Review of Gender Without Identity by Avgi Saketopoulou and Ann Pellegrini
Gender Without Identity
by Avgi Saketopoulou and Ann Pellegrini
When you really think about it, the idea of gender is such a fraught concept. How can we ever really know our gender? What even is gender, anyway? It shouldn’t be surprising I have spent a great deal of time in recent years thinking about this, yet I don’t know that I am any closer to an answer. So I was very intrigued by Gender Without Identity, by Avgi Saketopoulou and Ann Pellegrini. This discussion of gender formation from a psychoanalytical perspective, along with thoughts on practical application to the field of analysis, seeks to challenge a lot of ideas about what’s “normal” for gender. I received a review copy.
I went into this book hoping to be challenged. It has been almost four years now since I transitioned. Much of that time has been spent rebuilding my identity around my new understanding of my gender. It isn’t easy. I know, and am confirmed in this knowledge with each passing day, that I am much, much happier living as a woman in this world (despite all the challenges attendant in our misogynistic, patriarchal, transphobic society). Transition has not only been a joyful experience for me; it has provided me with perspective and courage to grow in ways beyond or in addition to gender. At the same time, four years in, I’m not sure I have any better grasp on what gender actually means to me. Am I a woman because the label of “woman” enables me to feel more comfortable expressing myself in the ways I want to express myself? Am I a woman because there is, deep down within me, something intrinsically and ineffably feminine? I just don’t know.
Gender Without Identity takes the perhaps unsettling position that this uncertainty is irrelevant, because gender itself is process rather than permanence. Key to this book is Saketopoulou and Pellegrini approach to gender, which rejects what they call “core gender identity” in favour of
gender as a wildly improvisational process, which is not rooted in any “observable” or “objective” fact (e.g., body morphology or chromosomes), nor in any imaginary interiorized idea (e.g., core gender identity).
They are quick to establish, however, that they are not seeking to invalidate how queer and trans people express the “story of their own origin” even if it includes “born this way” or other such core narratives. Rather, their approach to gender without identity is one of psychoanalytical praxis: it is most useful, they argue, for analysts to look at gender in this way, whether the subject they are working with identifies as cis or trans.
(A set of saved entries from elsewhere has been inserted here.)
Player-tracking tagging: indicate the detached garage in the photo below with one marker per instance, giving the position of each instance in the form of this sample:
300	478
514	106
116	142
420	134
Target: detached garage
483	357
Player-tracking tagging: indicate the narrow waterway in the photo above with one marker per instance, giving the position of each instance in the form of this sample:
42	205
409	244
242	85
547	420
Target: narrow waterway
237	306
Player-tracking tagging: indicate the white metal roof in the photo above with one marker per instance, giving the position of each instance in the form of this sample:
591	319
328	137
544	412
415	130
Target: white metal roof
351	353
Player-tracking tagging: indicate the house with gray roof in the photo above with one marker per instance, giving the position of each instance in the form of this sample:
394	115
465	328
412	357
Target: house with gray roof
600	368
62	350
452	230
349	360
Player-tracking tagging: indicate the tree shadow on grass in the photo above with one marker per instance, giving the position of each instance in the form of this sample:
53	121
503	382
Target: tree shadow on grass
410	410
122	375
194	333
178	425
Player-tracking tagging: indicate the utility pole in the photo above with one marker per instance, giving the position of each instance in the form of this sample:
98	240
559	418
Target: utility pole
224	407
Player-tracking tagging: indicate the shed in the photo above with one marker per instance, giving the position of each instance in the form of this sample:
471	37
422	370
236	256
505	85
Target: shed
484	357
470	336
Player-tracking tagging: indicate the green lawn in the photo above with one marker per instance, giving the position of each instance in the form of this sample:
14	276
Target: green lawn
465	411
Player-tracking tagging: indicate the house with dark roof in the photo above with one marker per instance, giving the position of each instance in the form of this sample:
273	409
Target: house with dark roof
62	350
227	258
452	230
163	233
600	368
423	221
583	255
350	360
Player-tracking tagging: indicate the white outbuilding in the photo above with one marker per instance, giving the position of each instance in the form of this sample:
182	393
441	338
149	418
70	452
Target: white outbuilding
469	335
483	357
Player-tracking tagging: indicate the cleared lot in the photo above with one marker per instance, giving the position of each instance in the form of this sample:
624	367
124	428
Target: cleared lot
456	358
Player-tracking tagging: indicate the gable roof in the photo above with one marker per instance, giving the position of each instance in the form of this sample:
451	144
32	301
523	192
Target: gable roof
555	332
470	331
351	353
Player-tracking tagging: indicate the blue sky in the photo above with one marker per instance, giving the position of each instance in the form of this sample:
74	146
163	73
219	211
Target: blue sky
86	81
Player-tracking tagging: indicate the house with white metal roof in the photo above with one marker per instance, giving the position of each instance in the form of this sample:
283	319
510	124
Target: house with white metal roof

Reading this made me think of Julia Serano and her theory of intrinsic inclination as outlined in Whipping Girl. Serano, a biologist, was unsatisfied with the idea that trans people’s identities are purely social construct yet also thought that locating transness within a purely biological cause was insufficient as well. At first glance, one might think this is incompatible with Saketopoulou and Pellegrini’s conception of gender as experience rather than identity. I’m not so sure. I think that both interpretations have value. Certainly, I recognize now in hindsight that I have always had inclinations towards the feminine long before I understood that being transgender was an option for how to label myself. On the other hand, Saketopoulou and Pellegrini’s framework helps elucidate why so many trans people, myself included, only come to realize ourselves later in life. It isn’t just that I didn’t know that being trans was an option; additionally, I hadn’t yet reached a point where I was ready to improvise in that way.
So I appreciate that this book did indeed challenge me to think carefully about what I even mean when I say “gender.” I also appreciate Saketopoulou and Pellegrini’s unequivocal affirmation of the validity of trans and nonbinary identities:
It is time for analysts and therapists to stop debating trans people’s right to exist, which is what we actually do when we question whether or gender nonconformity is but a manifestation of something else.
I am not at all familiar with psychoanalysis and am perhaps wary of it (or maybe just wary of Freud, let’s be honest). My experiences with psychotherapy have been positive. Nevertheless, I know I am an outlier among trans people in that regard, and it doesn’t surprise me to learn that psychoanalysis as a field needs to grow. Hopefully books like Gender Without Identity have the desired effect in that regard.
For those of us outside the field, this book can still be useful (as my earlier musings demonstrate). However, be forewarned that the writing is clinical, full of jargon and vocabulary that, quite honestly, challenged even me. Saketopoulou and Pellegrini are not writing for a general audience—which is fine, not a criticism of the book but definitely a caution for the general reader. I won’t pretend I understood fully everything that they discuss in the book. But I did enjoy this glimpse into how analysts and therapists approach these concepts, as well as the challenges of dragging the field kicking and screaming into the twenty-first century.
So from this position, I found Gender Without Identity to be what I expected: challenging, occasionally inscrutable, yet altogether quite clever and thought-provoking. While I can’t wholeheartedly recommend it to just anyone, for someone who is curious about the intersections of psychology and gender, I think this is an important and powerful read.